Laravel liming chunk collection

  • Little Intro about chunk :

Laravel comes up with an excellent Eloquent ORM. There are lot of cool things in Eloquent, one of which is chunk method.

Usually when you need to process large data, lets say you want to update users table and assign a coupon code based on 3rd party APIs.

What you can do is :

User::get()->each(function($user){

    $coupon = API::getCouponCode($user->email);
    $user->coupon = $coupon;
    $user->save();
});

Doing this is good but if you have thousands of users, loading them all up at once to do the coupon saving process. That's going to take consume a hige memory at a time and maybe the server will be exusted because so much data is stored in memory for processing at a time.

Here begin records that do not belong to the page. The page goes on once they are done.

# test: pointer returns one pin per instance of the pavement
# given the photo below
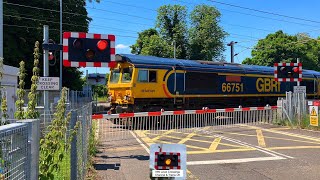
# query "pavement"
(248, 152)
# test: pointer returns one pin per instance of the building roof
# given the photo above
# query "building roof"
(204, 66)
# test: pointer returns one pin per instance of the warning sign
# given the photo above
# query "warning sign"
(313, 115)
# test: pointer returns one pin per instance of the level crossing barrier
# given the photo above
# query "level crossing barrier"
(121, 126)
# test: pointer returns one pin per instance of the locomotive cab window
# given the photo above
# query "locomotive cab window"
(147, 76)
(115, 75)
(126, 74)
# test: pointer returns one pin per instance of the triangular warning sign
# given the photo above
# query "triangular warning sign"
(313, 112)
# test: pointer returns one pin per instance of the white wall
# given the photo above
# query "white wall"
(9, 83)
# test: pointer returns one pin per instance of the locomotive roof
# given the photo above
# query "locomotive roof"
(203, 66)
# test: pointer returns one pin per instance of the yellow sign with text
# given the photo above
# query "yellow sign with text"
(314, 121)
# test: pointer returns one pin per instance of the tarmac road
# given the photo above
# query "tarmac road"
(237, 152)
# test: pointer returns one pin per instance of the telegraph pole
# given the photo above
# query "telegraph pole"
(46, 65)
(61, 42)
(1, 26)
(174, 49)
(232, 51)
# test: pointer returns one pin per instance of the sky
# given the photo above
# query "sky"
(246, 25)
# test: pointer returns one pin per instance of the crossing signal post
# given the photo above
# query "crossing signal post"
(288, 72)
(88, 50)
(168, 161)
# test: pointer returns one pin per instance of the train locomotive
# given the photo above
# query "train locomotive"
(146, 83)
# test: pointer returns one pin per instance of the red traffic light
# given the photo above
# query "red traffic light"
(282, 68)
(90, 54)
(77, 43)
(51, 56)
(102, 45)
(295, 69)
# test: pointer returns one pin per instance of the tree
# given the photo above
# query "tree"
(19, 114)
(206, 36)
(141, 41)
(24, 27)
(150, 43)
(172, 27)
(204, 41)
(31, 112)
(281, 47)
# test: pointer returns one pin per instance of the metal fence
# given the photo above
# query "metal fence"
(19, 146)
(19, 150)
(80, 143)
(120, 126)
(294, 106)
(75, 99)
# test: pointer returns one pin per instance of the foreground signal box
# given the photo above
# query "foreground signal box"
(88, 50)
(168, 161)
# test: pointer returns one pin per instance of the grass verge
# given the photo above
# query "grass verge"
(93, 141)
(305, 123)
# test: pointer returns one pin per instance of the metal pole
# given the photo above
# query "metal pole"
(46, 66)
(299, 100)
(174, 49)
(1, 26)
(298, 82)
(60, 83)
(232, 51)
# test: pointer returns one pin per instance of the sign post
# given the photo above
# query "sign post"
(313, 110)
(299, 89)
(48, 84)
(168, 161)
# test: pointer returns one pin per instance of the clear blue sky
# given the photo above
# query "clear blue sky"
(126, 18)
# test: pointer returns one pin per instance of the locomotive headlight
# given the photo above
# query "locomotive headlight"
(126, 97)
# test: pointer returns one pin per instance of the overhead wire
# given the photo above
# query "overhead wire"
(56, 22)
(93, 24)
(248, 14)
(265, 12)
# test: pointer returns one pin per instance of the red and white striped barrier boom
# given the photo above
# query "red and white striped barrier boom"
(180, 112)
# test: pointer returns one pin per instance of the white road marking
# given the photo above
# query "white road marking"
(264, 150)
(261, 149)
(228, 161)
(144, 146)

The chunk method helps these kind of implementations. Chunking records means taking a batch of records by a limit, process those, take the next batch processing those and so on... The idea is you are taking a subset of data to process at a time instead of entire data loaded into memory.

The chunk method will retrieve a "chunk" of Eloquent models, feeding them to a given Closure for processing. Using the chunk method will conserve memory when working with large result sets.

Lets do the same but with chunk this time :

$recodsPerBatch = 50;

User::chunk($recodsPerBatch, function($user){

    $coupon = API::getCouponCode($user->email);
    $user->coupon = $coupon;
    $user->save();
});

Now, as you can probably guess this will take 50 user records at a time to process, once those are completed it will take next 50 untill all records are procesed by chunk closure.

  • The main problem Limit with Chunk :

Let's apply limit to the above example :

$recodsPerBatch = 50;

User::limit(100)->chunk($recodsPerBatch, function($user){

    $coupon = API::getCouponCode($user->email);
    $user->coupon = $coupon;
    $user->save();
});

If you would think laravel will chunk 50 records in 2 batches are we are limiting the total records to 100, oops not really.

Laravel will do series of queries like below to chunk the records :

select * from `users` limit 50 offset 0
select * from `users` limit 50 offset 50
select * from `users` limit 50 offset 100
...

The chunk method ignores any previous eloquent method which applies limit. It can be limit and offset OR take and skip...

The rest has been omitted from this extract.